Owner Jo Fielding lured a brilliant young chef, Alex Worrell, and the front-of-house manager Michelle Chisholm from the five-star Lowry Hotel River Restaurant in Salford. The result is that Red is now probably the best restaurant in Bolton.
I don’t say this lightly, but, believe me, Red is a gem.
In fact, it’s a polished red ruby of a place, from the tasteful plum decor with huge chandeliers through to its truly wonderful food.
The staff are attentive, but not intrusive, and on arrival we were immediately shown to a table in the bar where we ordered drinks and chose from a short but intriguing menu.
We enjoyed a bottle of house Rioja, recommended by the young lady who took our order, and a good choice it proved to be.
My starter of ham hock terrine was fabulous — not overly smooth, but managing to retain that meaty texture that marks out a good ham hock.
My wife ordered the warm salad with a smooth, delicately creamy goat’s cheese that again was a perfect blend of texture and flavour.

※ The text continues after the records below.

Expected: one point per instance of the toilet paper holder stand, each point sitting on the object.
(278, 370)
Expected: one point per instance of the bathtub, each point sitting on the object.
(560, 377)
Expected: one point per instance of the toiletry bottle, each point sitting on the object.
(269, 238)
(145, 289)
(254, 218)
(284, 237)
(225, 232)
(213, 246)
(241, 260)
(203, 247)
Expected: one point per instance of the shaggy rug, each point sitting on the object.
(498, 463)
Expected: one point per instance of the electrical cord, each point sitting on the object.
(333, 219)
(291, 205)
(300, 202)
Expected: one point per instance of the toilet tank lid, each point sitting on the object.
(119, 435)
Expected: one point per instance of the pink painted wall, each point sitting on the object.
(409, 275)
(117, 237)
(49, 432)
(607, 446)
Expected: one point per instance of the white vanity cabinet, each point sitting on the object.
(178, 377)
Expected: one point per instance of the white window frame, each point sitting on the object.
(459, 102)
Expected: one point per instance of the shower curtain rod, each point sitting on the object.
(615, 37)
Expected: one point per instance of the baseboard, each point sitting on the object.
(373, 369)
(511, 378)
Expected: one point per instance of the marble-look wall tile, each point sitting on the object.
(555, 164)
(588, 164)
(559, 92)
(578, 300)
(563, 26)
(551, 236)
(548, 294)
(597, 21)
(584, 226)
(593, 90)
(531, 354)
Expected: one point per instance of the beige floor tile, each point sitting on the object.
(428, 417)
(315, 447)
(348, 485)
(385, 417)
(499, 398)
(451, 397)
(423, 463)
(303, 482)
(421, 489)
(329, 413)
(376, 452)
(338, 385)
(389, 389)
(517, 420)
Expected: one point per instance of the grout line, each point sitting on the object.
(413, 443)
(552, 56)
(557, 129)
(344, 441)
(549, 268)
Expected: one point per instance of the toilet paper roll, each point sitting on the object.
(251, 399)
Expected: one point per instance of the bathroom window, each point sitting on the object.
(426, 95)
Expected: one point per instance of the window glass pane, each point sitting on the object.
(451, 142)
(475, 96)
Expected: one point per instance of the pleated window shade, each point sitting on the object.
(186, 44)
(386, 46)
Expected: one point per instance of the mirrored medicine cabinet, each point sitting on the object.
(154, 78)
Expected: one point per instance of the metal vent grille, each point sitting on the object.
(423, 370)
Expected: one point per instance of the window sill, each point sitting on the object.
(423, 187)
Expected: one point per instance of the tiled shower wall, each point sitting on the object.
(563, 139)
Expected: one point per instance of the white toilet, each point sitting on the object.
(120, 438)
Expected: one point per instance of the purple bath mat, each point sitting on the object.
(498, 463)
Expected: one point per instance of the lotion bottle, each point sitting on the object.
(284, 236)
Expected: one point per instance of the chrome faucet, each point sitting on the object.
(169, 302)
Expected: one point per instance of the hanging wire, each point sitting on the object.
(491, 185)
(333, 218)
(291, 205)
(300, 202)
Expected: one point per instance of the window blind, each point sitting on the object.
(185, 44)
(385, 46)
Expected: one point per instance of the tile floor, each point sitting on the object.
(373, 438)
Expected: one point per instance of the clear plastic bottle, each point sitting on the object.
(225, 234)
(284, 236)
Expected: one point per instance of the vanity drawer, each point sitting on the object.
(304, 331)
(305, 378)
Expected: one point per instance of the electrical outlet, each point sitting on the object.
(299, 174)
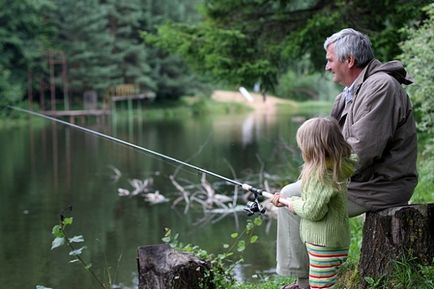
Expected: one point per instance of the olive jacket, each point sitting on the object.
(378, 123)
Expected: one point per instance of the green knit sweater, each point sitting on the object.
(324, 214)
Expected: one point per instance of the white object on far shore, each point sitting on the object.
(246, 94)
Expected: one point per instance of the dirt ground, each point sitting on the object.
(258, 104)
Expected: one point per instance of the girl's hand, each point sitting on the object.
(290, 207)
(275, 200)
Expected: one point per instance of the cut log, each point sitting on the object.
(162, 267)
(393, 233)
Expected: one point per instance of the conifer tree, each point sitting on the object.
(129, 52)
(88, 43)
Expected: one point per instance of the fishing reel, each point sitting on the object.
(254, 206)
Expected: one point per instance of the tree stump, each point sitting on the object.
(162, 267)
(393, 233)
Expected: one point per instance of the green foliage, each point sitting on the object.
(128, 52)
(61, 238)
(88, 44)
(23, 38)
(243, 42)
(418, 55)
(222, 264)
(225, 54)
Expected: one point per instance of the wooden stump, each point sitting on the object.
(162, 267)
(395, 232)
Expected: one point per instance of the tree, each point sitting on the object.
(418, 55)
(172, 77)
(129, 52)
(24, 35)
(85, 37)
(243, 42)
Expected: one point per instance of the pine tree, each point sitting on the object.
(88, 43)
(129, 52)
(24, 34)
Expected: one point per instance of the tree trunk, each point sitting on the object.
(161, 267)
(393, 233)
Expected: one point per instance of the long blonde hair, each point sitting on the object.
(324, 151)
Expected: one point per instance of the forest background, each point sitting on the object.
(177, 49)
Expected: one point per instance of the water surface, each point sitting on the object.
(45, 169)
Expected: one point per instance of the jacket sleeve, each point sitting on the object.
(374, 120)
(313, 205)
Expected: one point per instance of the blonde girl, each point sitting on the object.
(322, 207)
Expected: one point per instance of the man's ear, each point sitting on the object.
(351, 62)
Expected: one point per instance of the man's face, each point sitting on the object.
(340, 70)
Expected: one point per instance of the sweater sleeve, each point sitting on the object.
(313, 205)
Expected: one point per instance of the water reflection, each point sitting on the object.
(45, 169)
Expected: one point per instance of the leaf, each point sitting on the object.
(77, 252)
(57, 242)
(257, 221)
(57, 231)
(67, 221)
(241, 246)
(253, 239)
(76, 239)
(369, 280)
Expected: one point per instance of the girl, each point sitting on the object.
(322, 207)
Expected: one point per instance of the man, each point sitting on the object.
(376, 119)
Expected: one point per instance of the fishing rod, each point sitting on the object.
(251, 208)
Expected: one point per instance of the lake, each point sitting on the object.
(48, 168)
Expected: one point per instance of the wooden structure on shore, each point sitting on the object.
(117, 94)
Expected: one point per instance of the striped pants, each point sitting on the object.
(323, 265)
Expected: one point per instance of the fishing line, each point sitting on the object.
(246, 187)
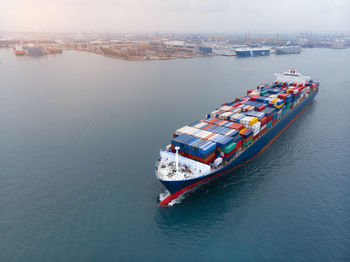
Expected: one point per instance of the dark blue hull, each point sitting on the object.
(252, 151)
(252, 52)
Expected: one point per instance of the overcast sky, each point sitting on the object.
(220, 16)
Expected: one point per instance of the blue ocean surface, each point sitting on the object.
(80, 134)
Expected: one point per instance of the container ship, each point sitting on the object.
(18, 50)
(233, 134)
(282, 50)
(252, 51)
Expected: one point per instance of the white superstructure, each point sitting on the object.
(292, 76)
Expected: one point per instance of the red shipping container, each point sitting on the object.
(219, 122)
(247, 139)
(231, 153)
(239, 144)
(263, 120)
(207, 126)
(238, 99)
(237, 126)
(261, 108)
(212, 120)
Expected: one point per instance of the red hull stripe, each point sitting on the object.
(167, 200)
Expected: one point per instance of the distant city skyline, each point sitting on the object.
(202, 16)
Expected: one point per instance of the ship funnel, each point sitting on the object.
(177, 158)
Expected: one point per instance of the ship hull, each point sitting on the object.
(290, 50)
(253, 52)
(176, 188)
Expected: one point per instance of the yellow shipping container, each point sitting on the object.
(273, 101)
(253, 121)
(242, 130)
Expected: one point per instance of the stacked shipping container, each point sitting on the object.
(235, 125)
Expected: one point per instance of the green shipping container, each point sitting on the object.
(229, 148)
(248, 142)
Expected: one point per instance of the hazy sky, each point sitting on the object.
(222, 16)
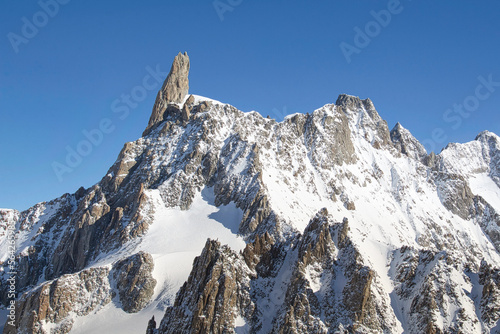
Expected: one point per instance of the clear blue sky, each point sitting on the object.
(275, 57)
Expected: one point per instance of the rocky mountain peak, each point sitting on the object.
(173, 92)
(406, 143)
(227, 222)
(354, 102)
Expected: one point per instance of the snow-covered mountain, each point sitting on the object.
(221, 221)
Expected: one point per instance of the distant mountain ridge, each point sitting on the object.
(220, 221)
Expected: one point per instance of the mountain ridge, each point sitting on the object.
(323, 211)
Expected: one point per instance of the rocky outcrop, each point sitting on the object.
(406, 144)
(173, 91)
(489, 278)
(276, 176)
(55, 301)
(134, 281)
(430, 284)
(369, 123)
(216, 291)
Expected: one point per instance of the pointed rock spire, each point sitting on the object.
(173, 91)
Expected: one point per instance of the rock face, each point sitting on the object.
(215, 293)
(173, 91)
(54, 302)
(405, 143)
(279, 294)
(134, 281)
(325, 222)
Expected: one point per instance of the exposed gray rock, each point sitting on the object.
(134, 281)
(406, 144)
(174, 90)
(489, 278)
(216, 291)
(53, 302)
(371, 125)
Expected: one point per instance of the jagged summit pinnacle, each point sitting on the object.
(174, 90)
(354, 102)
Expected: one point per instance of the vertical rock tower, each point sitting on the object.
(173, 91)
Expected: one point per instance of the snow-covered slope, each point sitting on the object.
(323, 222)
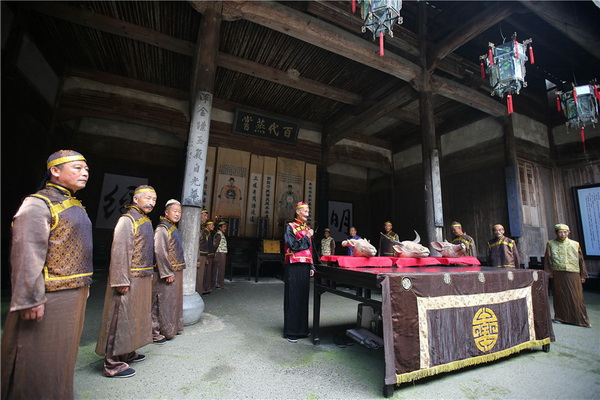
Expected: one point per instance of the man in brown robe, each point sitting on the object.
(51, 260)
(502, 250)
(564, 262)
(126, 318)
(167, 288)
(206, 256)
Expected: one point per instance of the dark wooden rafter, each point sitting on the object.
(361, 121)
(566, 22)
(474, 26)
(120, 28)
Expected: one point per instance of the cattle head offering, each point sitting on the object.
(450, 250)
(409, 248)
(362, 247)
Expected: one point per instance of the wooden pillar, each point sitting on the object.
(432, 195)
(203, 83)
(511, 175)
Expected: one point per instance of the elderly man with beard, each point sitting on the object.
(564, 262)
(126, 321)
(167, 288)
(51, 271)
(298, 268)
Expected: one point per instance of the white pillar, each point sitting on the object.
(193, 188)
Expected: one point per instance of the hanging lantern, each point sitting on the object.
(580, 107)
(505, 67)
(380, 17)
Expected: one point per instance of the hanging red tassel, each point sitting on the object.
(582, 134)
(531, 59)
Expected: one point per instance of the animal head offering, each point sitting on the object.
(409, 249)
(362, 247)
(450, 250)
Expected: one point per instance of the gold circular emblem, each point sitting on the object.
(485, 329)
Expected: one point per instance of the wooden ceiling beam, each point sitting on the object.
(280, 77)
(149, 36)
(115, 26)
(322, 34)
(564, 20)
(473, 27)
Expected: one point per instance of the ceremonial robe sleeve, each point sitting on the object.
(161, 252)
(582, 267)
(216, 241)
(548, 260)
(30, 233)
(296, 244)
(121, 253)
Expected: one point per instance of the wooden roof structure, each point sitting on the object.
(310, 60)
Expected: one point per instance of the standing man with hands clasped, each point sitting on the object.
(298, 269)
(126, 321)
(51, 271)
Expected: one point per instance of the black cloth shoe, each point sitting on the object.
(129, 372)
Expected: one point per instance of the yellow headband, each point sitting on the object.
(63, 160)
(142, 190)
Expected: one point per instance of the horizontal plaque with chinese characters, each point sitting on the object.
(264, 126)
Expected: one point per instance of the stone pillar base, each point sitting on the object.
(193, 307)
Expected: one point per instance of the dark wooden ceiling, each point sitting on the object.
(261, 67)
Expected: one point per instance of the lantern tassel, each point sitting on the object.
(531, 59)
(582, 134)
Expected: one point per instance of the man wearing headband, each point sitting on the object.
(126, 319)
(564, 262)
(51, 271)
(353, 235)
(298, 268)
(220, 246)
(327, 243)
(206, 257)
(461, 237)
(502, 251)
(167, 282)
(385, 246)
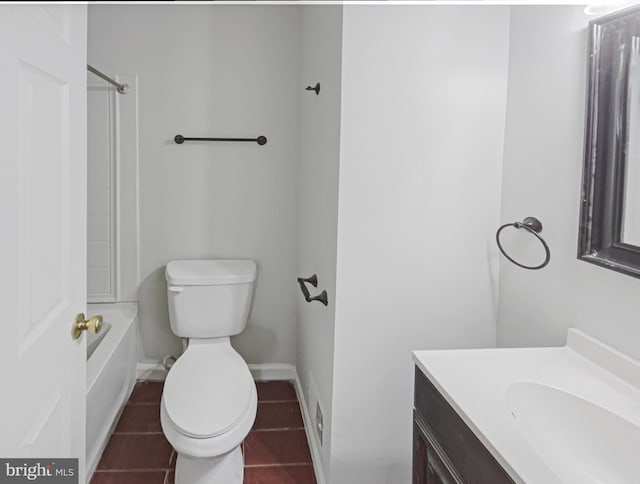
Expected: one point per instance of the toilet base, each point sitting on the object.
(223, 469)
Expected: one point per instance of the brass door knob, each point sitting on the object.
(93, 325)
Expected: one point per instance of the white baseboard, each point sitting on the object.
(309, 425)
(271, 371)
(151, 371)
(260, 371)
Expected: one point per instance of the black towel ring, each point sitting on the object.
(533, 226)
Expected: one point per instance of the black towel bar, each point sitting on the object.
(261, 140)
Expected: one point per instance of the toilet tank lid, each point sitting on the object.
(210, 272)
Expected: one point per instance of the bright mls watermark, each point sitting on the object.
(50, 471)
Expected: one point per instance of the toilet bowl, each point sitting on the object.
(209, 399)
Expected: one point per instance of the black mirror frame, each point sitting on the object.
(599, 240)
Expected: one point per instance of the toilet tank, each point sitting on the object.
(209, 298)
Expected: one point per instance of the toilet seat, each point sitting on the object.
(208, 391)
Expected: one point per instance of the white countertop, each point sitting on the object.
(475, 383)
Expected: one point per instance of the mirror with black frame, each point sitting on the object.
(610, 214)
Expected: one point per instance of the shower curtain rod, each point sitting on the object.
(121, 88)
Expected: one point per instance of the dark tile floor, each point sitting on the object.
(275, 451)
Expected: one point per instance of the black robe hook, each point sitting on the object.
(315, 88)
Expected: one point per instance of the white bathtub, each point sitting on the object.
(111, 372)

This fantastic start to the meal had us salivating in anticipation of our main courses as we watched the kitchen staff beavering away.
My roast rump slices came with a rich, dark burgundy sauce, complete with roasted shallots, and it tasted as great as it looked.
The beef was mouth-wateringly tender, with the wine sauce and chunky chips being the perfect accompaniment.
Calf’s liver was my wife’s main dish and, though it’s not something I would normally order in a restaurant, I sneaked a little taste.
Once again the quality of the produce shone like a beacon as the liver was melt-in-the-mouth delicious in its satisfyingly dark sauce and the accompanying cauliflower and caramelised shallot puree was sublime.
One minor quibble is that I would have liked more vegetables — a small dish of seasonal local vegetables, steamed, roasted, pureed or otherwise, would have been welcome on our table.
We decided to wait a few minutes before setting about the dessert menu.
When we were ready, I went for my childhood favourite of rhubarb and blackcurrant crumble with a dollop of thick cream (sadly no custard), while my wife ordered the lemon and thyme brulee.
Both puddings gave a fantastic finishing not-too-sweet note to a superb meal, so much so that we booked there and then for my birthday. The food portion of our bill was a little over £50, which, for the outstanding quality of the meal, we thought was excellent value.